Cannon Street For Web Cannon Street sign (2024). Mike Gooch. Word on the street image collection.

Cannon Street in Westown links Magnolia Drive and Wallath Road. As with many other roads in the area, the formation of this street was an indirect consequence of the well-known horticultural firm Duncan & Davies leaving their Westown site for Brixton.

The other player in the story is Riddick Bros & Still, an energetic construction company established in by Ray and Ted Riddick along with Wilson (Willie) Still. They built bridges, pools, commercial and residential buildings as well developing streets throughout Taranaki between 1947 and 1977. A list of their projects in Willie and Rosie Still’s 2011 book “Still Building” runs to 12 pages, including the Vivian Street Viaduct, New Plymouth Central Baptist Church and the Tasman Hotel (now Richmond Apartments).

Magnolia Drive, leading off Wallath Road and once home to Duncan & Davies’ ‘stock beds’, was the first part of this Westown subdivision.
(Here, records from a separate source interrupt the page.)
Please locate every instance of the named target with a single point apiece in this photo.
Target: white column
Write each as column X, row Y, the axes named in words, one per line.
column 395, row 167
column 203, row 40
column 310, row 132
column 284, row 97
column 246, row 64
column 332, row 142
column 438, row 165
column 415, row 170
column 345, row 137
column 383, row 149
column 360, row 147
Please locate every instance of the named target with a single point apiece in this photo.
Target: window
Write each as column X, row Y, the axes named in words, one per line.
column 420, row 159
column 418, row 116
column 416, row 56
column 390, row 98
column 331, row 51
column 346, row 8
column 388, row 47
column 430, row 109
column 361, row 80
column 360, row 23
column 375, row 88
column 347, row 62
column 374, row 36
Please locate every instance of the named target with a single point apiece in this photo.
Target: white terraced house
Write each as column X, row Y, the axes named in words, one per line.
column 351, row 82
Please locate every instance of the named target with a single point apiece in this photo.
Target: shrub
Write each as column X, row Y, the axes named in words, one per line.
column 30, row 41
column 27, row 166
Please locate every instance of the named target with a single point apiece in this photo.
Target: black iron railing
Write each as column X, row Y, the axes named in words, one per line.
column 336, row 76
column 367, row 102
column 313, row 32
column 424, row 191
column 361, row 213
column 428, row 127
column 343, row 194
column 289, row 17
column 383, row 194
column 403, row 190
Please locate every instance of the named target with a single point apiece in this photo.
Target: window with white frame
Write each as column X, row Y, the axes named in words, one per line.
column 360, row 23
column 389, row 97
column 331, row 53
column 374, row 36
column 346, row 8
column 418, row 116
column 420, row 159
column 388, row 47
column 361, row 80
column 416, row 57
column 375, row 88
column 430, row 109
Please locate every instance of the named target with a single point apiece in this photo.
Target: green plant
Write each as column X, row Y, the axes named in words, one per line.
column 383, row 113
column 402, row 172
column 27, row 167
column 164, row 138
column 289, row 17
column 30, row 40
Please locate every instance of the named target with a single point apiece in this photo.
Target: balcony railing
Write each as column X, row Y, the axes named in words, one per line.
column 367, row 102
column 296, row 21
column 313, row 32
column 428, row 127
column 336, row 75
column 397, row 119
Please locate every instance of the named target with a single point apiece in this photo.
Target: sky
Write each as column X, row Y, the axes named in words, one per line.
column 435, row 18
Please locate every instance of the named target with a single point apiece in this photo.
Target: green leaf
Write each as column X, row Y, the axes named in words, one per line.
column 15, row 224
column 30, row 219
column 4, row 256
In the early 1970s, with 19 sections formed, attention turned to extending Magnolia Drive to the north and forming a new road to connect with Wallath Road.

In a stroke of good fortune, one the company’s directors, accountant John Glasgow, happened to own the neighbouring property and agreed to sell his employers five acres. Together with the land they had already purchased, Riddick Bros & Still were able to forge ahead with the project, 33 sections in all.

Sadly, Glasgow did not live to see this new development on the nearby land. He died suddenly while in Auckland on 13 November 1974, aged only 43. Glasgow had been appointed chairman of the Taranaki Polytechnic Council the previous year and also recently elected deputy chairman of the Taranaki Harbours Board.

The name chosen for the new street was yet another one simply picked from a council list of street names from old Plymouth in Devon. The original Cannon Street, pleasingly located opposite Gun Lane, is nestled alongside the Devonport Royal Dockyard, its name celebrating an important piece of naval artillery.